"Verosimile è ciò che sembra vero, e ciò che sembra vero è qualcosa che imita la realtà, ma che a essa non corrisponde. È, in sostanza, qualcosa di diverso dalla realtà. Usando l’espressione verosimile, il rappresentante dell’accusa ammette, implicitamente e inconsciamente, di non poter usare l’espressione: vero. Vedete bene come nelle stesse pieghe del discorso dell’accusa si celi la sua irrinunciabile debolezza."
Bari, agosto 1999. Un bambino di nove anni scompare, poco distante dalla villa al mare dei nonni. Due giorni dopo, viene ritrovato cadavere, in fondo a un pozzo: nessuna traccia di violenza. Le indagini dei carabinieri convergono su un ambulante senegalese, Abdou Thiam, immigrato con regolare permesso di soggiorno: vende borse e orologi, d’estate in spiaggia e d’inverno per strada. A suo carico, in passato, piccoli precedenti per reati in materia di marchi contraffatti. Gli indizi nelle mani degli inquirenti e la testimonianza del gestore di un bar, limitrofo al luogo della scomparsa del piccolo, inchiodano Abdou. Il quale, nonostante tutto, continua a proclamarsi innocente.
Bari, febbraio 2000. Avvocato penalista in crisi personale (matrimonio fallito e conseguente esaurimento nervoso), Guido Guerrieri è una di quelle toghe che non appare mai sui quotidiani: pure, sulla sua scrivania, capitano spesso casi delicati, “grane” alle quali non riesce a dire di no. Come quella di Abdou. È davvero innocente? Forse, se rifiuta il rito abbreviato, per un processo regolare, con lo spettro della condanna all’ergastolo. Basta questo spiraglio e si innesca una lotta per demolire la montagna accusatoria: infatti, con ritrovata determinazione ed energia, Guerrieri comincia a cercare nuove prove, tracce e con astuzia sottile insinua, nei giurati, il dubbio sulla attendibilità del testimone chiave. Perché fra il «mentire – cioè dire consapevolmente cose false – e dire la verità, cioè riferire i fatti in modo conforme al loro effettivo svolgimento – esiste una terza possibilità. Quella del teste che riferisce una certa versione dei fatti nella sua erronea convinzione che sia vera.» È la falsa testimonianza inconsapevole: perché i ricordi possono essere riprogrammati alla luce della teoria investigativa, nell’ansia e nello zelo di assicurare alla giustizia un colpevole, non il colpevole.
Svestiti gli abiti di pubblico ministero antimafia alla Dda di Bari, Gianrico Carofiglio ci conduce con il suo Testimone inconsapevole in un’aula di tribunale, al cospetto di una Corte d’Assise, con giudici, avvocati della difesa e di parte civile, giuria popolare e pubblica accusa.
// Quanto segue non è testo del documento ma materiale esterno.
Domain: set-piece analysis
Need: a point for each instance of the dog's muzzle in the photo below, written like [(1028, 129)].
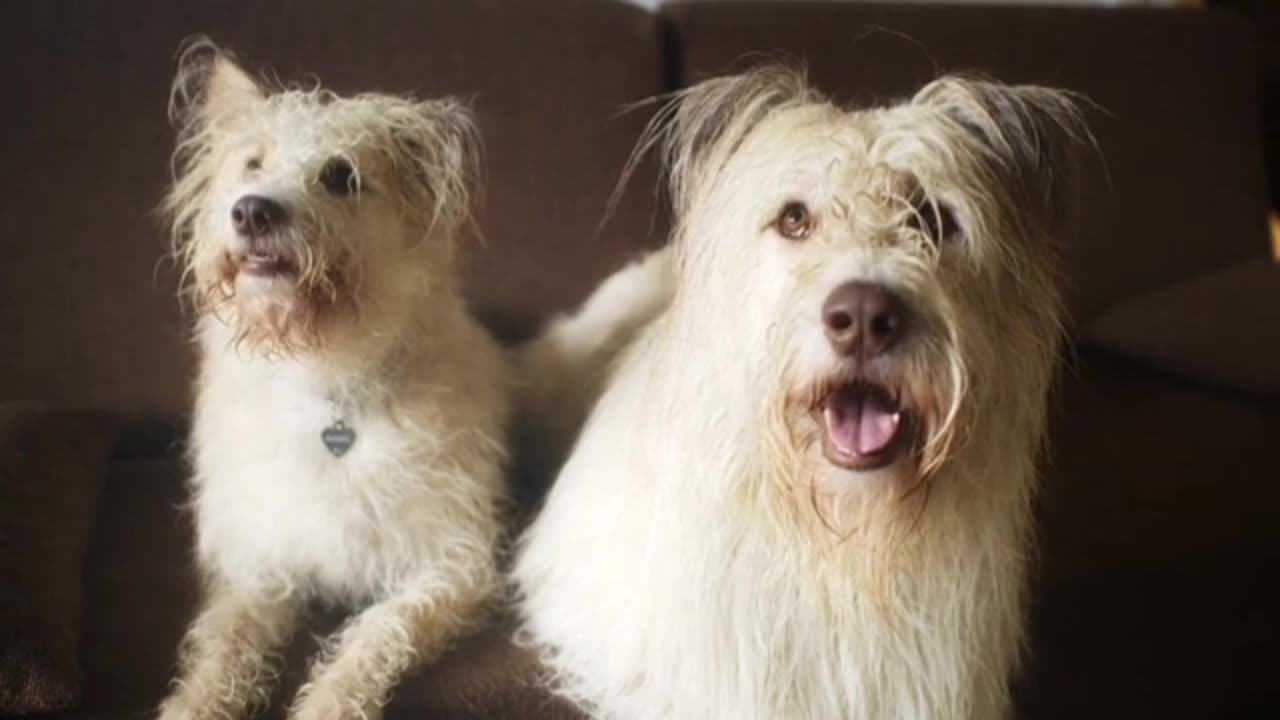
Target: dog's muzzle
[(863, 423), (257, 222)]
Tra dibattiti, controesami, requisitorie e attacchi reciproci fra le parti in causa, egli ricostruisce, con abilità, la tensione, l’ansia e la sorpresa finale di un verdetto liberatorio.
«Uno dei migliori gialli legali usciti in Italia», come lo stesso Corrado Augias ha scritto. Un’opera prima dal tono asciutto, appassionato e sottilmente ironico. Vincitrice di alcuni premi letterari, è già stata tradotta in inglese, francese e tedesco.